‘The Magic Shop’ by H.G. Wells


The Magic Shop by H.G. Wells, 1903

The magic trick:

Roping you in with a fun, imaginative magic shop and then keeping you thinking about a father-son relationship

It’s all fun and games in the magic shop. But the story has a darker, more serious edge to it beyond simple imagination and fantasy. Note the father’s pride in leading his son around by the finger. Note the father’s jealousy when he sees his son cling to the magic shop proprietor’s finger instead. Note the father’s dramatic, emotional response when he is able to whisk his son away from the magic shop in the taxi.

This isn’t merely a fun genre story about a kooky magic shop. It’s a study of a father’s anxiety about his son growing up and finding joy – and wisdom – in something that isn’t him.

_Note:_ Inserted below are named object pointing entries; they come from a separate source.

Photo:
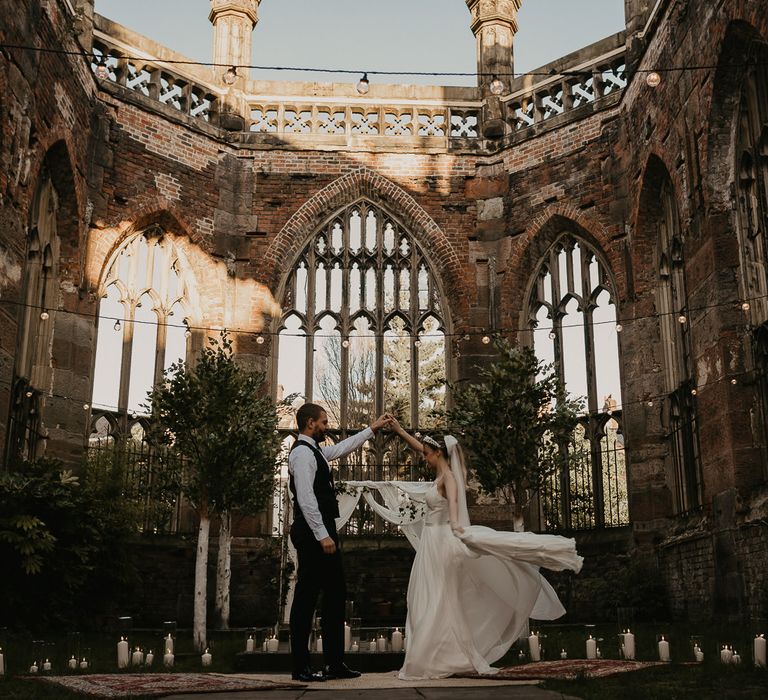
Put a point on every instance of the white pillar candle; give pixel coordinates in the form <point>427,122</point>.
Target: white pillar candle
<point>534,648</point>
<point>591,648</point>
<point>663,650</point>
<point>629,646</point>
<point>123,653</point>
<point>397,641</point>
<point>758,648</point>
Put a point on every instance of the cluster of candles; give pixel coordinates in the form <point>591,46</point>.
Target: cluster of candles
<point>397,644</point>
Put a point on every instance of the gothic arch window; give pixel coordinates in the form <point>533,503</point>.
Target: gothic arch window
<point>143,315</point>
<point>572,317</point>
<point>752,226</point>
<point>363,333</point>
<point>33,359</point>
<point>671,305</point>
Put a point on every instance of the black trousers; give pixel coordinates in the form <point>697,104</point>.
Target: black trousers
<point>317,573</point>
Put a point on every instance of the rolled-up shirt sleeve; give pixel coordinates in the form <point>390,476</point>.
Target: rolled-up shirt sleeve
<point>303,467</point>
<point>343,448</point>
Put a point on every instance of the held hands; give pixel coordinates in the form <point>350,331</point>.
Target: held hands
<point>328,545</point>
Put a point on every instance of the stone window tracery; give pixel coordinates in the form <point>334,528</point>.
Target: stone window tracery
<point>752,226</point>
<point>680,416</point>
<point>572,317</point>
<point>364,333</point>
<point>143,319</point>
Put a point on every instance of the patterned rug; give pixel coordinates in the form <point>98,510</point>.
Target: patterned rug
<point>568,670</point>
<point>157,684</point>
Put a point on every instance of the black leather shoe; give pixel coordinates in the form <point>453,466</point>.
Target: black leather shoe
<point>343,671</point>
<point>307,675</point>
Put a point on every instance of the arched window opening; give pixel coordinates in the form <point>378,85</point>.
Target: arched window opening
<point>33,358</point>
<point>363,334</point>
<point>676,349</point>
<point>752,225</point>
<point>572,318</point>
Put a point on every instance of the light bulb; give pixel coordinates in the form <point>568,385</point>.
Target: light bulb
<point>496,86</point>
<point>363,85</point>
<point>230,76</point>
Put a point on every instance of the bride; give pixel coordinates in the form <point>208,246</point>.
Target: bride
<point>472,589</point>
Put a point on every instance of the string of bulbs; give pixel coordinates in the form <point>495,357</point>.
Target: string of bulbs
<point>486,335</point>
<point>649,400</point>
<point>496,85</point>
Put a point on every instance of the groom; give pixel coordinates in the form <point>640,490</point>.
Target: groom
<point>314,535</point>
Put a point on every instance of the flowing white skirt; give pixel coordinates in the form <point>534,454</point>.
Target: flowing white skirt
<point>470,597</point>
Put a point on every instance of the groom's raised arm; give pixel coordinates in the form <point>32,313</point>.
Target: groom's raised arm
<point>343,448</point>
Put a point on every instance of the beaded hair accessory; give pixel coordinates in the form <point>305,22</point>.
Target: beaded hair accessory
<point>427,440</point>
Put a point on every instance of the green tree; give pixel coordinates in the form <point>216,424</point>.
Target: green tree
<point>515,423</point>
<point>64,543</point>
<point>219,419</point>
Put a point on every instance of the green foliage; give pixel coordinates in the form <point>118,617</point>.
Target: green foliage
<point>217,419</point>
<point>63,542</point>
<point>513,422</point>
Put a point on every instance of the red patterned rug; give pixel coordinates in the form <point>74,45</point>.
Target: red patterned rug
<point>157,684</point>
<point>567,670</point>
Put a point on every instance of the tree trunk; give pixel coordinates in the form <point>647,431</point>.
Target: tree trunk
<point>224,570</point>
<point>199,630</point>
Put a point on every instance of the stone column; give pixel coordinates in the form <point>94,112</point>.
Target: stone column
<point>233,22</point>
<point>494,24</point>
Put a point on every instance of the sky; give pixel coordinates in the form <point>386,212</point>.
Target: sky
<point>407,35</point>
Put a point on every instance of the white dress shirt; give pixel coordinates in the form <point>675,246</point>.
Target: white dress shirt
<point>302,465</point>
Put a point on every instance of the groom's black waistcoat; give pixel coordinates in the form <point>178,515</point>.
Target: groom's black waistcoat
<point>323,488</point>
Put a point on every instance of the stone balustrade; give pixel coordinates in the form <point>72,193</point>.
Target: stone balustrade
<point>332,113</point>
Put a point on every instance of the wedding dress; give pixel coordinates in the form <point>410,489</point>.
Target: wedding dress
<point>471,594</point>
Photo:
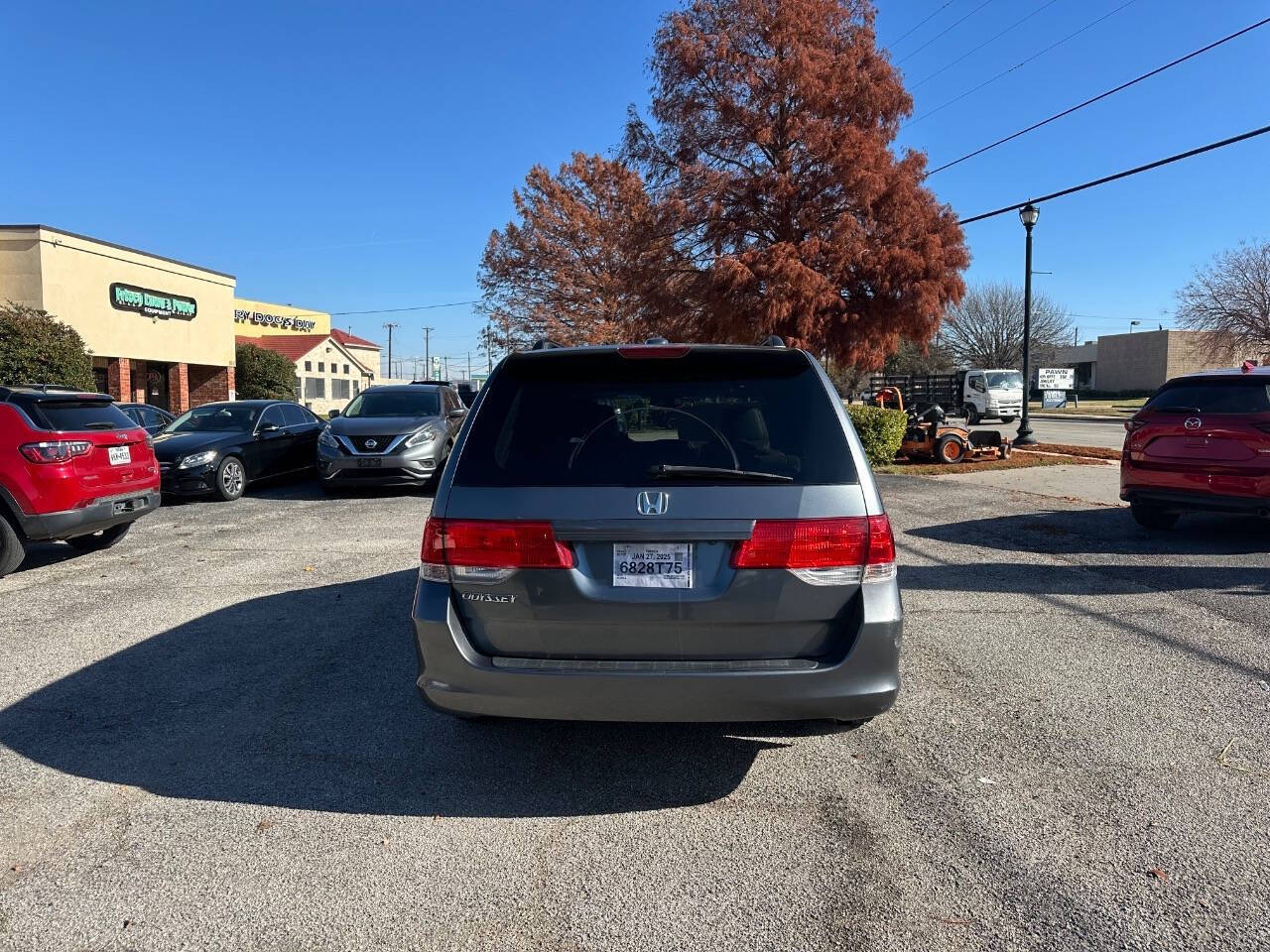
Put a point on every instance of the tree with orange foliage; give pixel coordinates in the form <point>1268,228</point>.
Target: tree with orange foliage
<point>763,198</point>
<point>568,270</point>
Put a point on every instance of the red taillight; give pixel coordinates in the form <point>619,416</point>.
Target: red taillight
<point>489,543</point>
<point>652,350</point>
<point>817,543</point>
<point>55,451</point>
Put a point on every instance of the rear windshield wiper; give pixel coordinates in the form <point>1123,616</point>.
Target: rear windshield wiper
<point>714,472</point>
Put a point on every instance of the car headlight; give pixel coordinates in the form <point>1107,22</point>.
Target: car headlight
<point>429,434</point>
<point>197,460</point>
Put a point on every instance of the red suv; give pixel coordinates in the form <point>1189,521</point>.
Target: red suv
<point>1202,443</point>
<point>72,466</point>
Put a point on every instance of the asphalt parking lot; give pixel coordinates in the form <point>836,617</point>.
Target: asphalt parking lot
<point>209,739</point>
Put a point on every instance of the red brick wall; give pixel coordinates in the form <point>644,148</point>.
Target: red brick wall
<point>209,384</point>
<point>118,376</point>
<point>178,388</point>
<point>140,382</point>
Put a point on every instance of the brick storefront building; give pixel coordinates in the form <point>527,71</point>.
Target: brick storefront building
<point>160,330</point>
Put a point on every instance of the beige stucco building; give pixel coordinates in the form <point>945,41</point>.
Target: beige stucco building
<point>158,327</point>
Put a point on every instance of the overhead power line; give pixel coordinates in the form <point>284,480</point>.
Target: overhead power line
<point>942,9</point>
<point>985,42</point>
<point>1021,63</point>
<point>1100,95</point>
<point>1124,175</point>
<point>947,30</point>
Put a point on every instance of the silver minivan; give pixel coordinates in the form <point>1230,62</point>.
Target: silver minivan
<point>658,532</point>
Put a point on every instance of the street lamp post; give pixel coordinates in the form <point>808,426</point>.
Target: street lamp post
<point>1028,214</point>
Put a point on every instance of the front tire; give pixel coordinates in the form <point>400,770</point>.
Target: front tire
<point>230,480</point>
<point>99,539</point>
<point>12,547</point>
<point>1150,517</point>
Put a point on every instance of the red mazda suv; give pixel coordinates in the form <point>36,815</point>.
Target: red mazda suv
<point>72,466</point>
<point>1202,443</point>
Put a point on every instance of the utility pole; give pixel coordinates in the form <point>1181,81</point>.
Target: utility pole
<point>389,326</point>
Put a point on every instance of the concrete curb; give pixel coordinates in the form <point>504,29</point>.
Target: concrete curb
<point>1079,417</point>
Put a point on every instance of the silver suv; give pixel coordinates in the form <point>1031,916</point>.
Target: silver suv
<point>658,532</point>
<point>394,434</point>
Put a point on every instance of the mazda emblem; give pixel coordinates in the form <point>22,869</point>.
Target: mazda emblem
<point>653,503</point>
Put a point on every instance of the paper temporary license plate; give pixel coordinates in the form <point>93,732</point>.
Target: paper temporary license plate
<point>661,565</point>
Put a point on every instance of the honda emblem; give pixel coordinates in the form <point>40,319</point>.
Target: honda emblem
<point>653,503</point>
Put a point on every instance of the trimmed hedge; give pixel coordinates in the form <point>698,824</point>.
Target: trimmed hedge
<point>37,348</point>
<point>880,430</point>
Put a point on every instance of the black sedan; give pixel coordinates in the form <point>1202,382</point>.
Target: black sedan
<point>220,448</point>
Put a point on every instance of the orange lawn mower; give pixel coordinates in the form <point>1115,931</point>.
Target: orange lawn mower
<point>929,436</point>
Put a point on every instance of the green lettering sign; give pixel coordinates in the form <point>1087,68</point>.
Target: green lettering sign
<point>154,303</point>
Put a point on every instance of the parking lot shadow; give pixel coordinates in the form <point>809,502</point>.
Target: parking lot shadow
<point>307,699</point>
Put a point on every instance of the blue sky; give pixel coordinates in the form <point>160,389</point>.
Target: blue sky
<point>356,157</point>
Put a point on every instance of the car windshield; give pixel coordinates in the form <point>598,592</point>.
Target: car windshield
<point>425,402</point>
<point>1005,380</point>
<point>606,420</point>
<point>1234,395</point>
<point>216,417</point>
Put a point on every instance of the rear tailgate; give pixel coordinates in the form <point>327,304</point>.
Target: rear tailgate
<point>576,442</point>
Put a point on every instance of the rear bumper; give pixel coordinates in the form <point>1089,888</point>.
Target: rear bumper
<point>87,520</point>
<point>1179,502</point>
<point>454,676</point>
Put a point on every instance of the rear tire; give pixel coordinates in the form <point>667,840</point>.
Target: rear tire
<point>951,449</point>
<point>99,539</point>
<point>1150,517</point>
<point>230,480</point>
<point>12,547</point>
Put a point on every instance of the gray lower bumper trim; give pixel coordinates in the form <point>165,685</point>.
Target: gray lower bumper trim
<point>553,664</point>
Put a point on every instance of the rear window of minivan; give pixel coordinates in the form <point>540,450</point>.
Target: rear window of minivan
<point>1214,395</point>
<point>601,419</point>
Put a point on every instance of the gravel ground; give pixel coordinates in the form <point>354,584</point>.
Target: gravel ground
<point>209,739</point>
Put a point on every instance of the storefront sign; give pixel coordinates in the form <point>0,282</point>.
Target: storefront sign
<point>275,320</point>
<point>154,303</point>
<point>1056,379</point>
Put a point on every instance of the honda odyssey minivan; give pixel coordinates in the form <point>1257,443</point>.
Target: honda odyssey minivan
<point>658,532</point>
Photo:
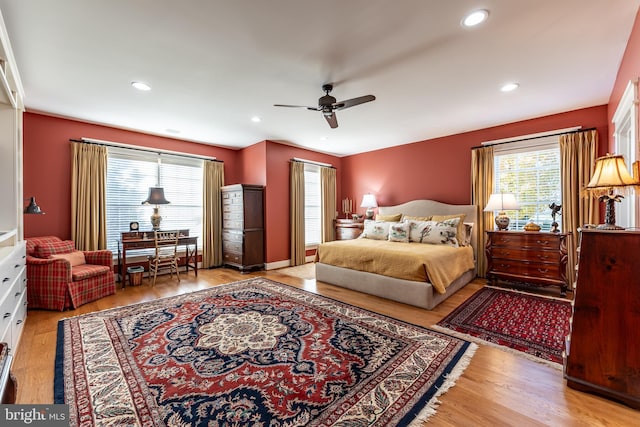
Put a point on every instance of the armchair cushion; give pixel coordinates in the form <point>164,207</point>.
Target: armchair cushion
<point>56,278</point>
<point>46,249</point>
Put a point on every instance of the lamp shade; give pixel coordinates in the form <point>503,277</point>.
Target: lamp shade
<point>369,201</point>
<point>156,197</point>
<point>610,173</point>
<point>32,207</point>
<point>501,202</point>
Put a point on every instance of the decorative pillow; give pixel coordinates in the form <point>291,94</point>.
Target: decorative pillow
<point>389,218</point>
<point>434,232</point>
<point>399,232</point>
<point>416,218</point>
<point>376,230</point>
<point>45,250</point>
<point>460,230</point>
<point>75,257</point>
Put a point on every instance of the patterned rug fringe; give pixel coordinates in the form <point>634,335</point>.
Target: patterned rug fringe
<point>431,407</point>
<point>527,293</point>
<point>498,346</point>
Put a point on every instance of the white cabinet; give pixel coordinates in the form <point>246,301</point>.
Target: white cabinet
<point>13,275</point>
<point>13,291</point>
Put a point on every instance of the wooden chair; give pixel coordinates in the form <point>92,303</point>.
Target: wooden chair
<point>166,253</point>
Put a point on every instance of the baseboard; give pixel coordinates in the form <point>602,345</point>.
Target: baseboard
<point>285,263</point>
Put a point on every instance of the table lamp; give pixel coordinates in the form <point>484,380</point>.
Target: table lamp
<point>369,202</point>
<point>610,174</point>
<point>156,197</point>
<point>502,202</point>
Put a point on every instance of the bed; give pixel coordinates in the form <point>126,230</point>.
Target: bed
<point>413,290</point>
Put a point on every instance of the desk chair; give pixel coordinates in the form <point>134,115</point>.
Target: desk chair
<point>166,253</point>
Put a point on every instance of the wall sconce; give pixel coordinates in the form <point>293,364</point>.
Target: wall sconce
<point>502,202</point>
<point>32,207</point>
<point>156,197</point>
<point>369,202</point>
<point>610,174</point>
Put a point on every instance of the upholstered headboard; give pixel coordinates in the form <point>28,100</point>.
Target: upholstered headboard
<point>431,207</point>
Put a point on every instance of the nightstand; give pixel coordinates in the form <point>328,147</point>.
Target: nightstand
<point>347,229</point>
<point>533,257</point>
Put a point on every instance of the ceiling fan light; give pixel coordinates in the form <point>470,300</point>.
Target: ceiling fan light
<point>476,17</point>
<point>141,86</point>
<point>510,87</point>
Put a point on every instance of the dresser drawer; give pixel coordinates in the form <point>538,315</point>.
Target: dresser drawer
<point>232,258</point>
<point>527,240</point>
<point>517,253</point>
<point>527,269</point>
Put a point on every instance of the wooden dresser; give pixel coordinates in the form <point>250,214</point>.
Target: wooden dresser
<point>537,258</point>
<point>602,354</point>
<point>347,229</point>
<point>243,226</point>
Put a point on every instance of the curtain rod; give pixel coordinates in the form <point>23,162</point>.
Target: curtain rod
<point>533,137</point>
<point>137,147</point>
<point>327,165</point>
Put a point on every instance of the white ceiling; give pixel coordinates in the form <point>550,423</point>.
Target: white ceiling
<point>213,64</point>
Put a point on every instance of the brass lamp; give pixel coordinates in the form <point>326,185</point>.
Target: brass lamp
<point>610,174</point>
<point>156,197</point>
<point>32,207</point>
<point>502,202</point>
<point>369,202</point>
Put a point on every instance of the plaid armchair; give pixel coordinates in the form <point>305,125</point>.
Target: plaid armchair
<point>59,277</point>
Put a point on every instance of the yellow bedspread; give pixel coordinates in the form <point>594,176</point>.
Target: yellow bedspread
<point>438,264</point>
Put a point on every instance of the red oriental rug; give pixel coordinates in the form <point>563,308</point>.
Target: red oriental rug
<point>254,352</point>
<point>533,325</point>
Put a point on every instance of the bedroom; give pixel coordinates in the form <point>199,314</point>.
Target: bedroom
<point>47,164</point>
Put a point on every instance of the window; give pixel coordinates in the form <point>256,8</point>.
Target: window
<point>312,205</point>
<point>531,170</point>
<point>625,123</point>
<point>131,172</point>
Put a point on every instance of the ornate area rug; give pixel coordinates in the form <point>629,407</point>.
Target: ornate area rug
<point>254,352</point>
<point>533,325</point>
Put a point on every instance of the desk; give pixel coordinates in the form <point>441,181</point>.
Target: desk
<point>132,241</point>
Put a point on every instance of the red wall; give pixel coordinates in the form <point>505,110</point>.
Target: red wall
<point>440,168</point>
<point>629,70</point>
<point>47,165</point>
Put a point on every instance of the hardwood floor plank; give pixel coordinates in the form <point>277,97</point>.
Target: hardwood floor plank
<point>498,388</point>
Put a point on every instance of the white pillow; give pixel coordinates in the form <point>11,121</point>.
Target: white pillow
<point>399,232</point>
<point>376,230</point>
<point>435,232</point>
<point>468,229</point>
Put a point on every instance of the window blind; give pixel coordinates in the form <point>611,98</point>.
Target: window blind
<point>130,173</point>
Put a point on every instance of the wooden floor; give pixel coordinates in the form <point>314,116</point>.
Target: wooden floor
<point>497,389</point>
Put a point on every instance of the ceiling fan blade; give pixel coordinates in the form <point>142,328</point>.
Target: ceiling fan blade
<point>332,120</point>
<point>295,106</point>
<point>353,101</point>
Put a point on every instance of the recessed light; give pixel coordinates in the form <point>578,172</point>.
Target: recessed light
<point>476,17</point>
<point>510,87</point>
<point>141,86</point>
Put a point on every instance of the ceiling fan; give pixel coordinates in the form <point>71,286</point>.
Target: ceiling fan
<point>328,105</point>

And that’s quite a trick on Wells’s part.

The selection:

“Anything amusing?” said I.

“Um!” said the shopman, and scratched his head for a moment as if thinking. Then, quite distinctly, he drew from his head a glass ball. “Something in this way?” he said, and held it out.

The action was unexpected. I had seen the trick done at entertainments endless times before–it’s part of the common stock of conjurers– but I had not expected it here.

“That’s good,” I said, with a laugh.

“Isn’t it?” said the shopman.

Gip stretched out his disengaged hand to take this object and found merely a blank palm.

“It’s in your pocket,” said the shopman, and there it was!

“How much will that be?” I asked.

“We make no charge for glass balls,” said the shopman politely. “We get them,”–he picked one out of his elbow as he spoke–“free.” He produced another from the back of his neck, and laid it beside its predecessor on the counter. Gip regarded his glass ball sagely, then directed a look of inquiry at the two on the counter, and finally brought his round-eyed scrutiny to the shopman, who smiled.

“You may have those too,” said the shopman, “and, if you don’t mind, one from my mouth. So!”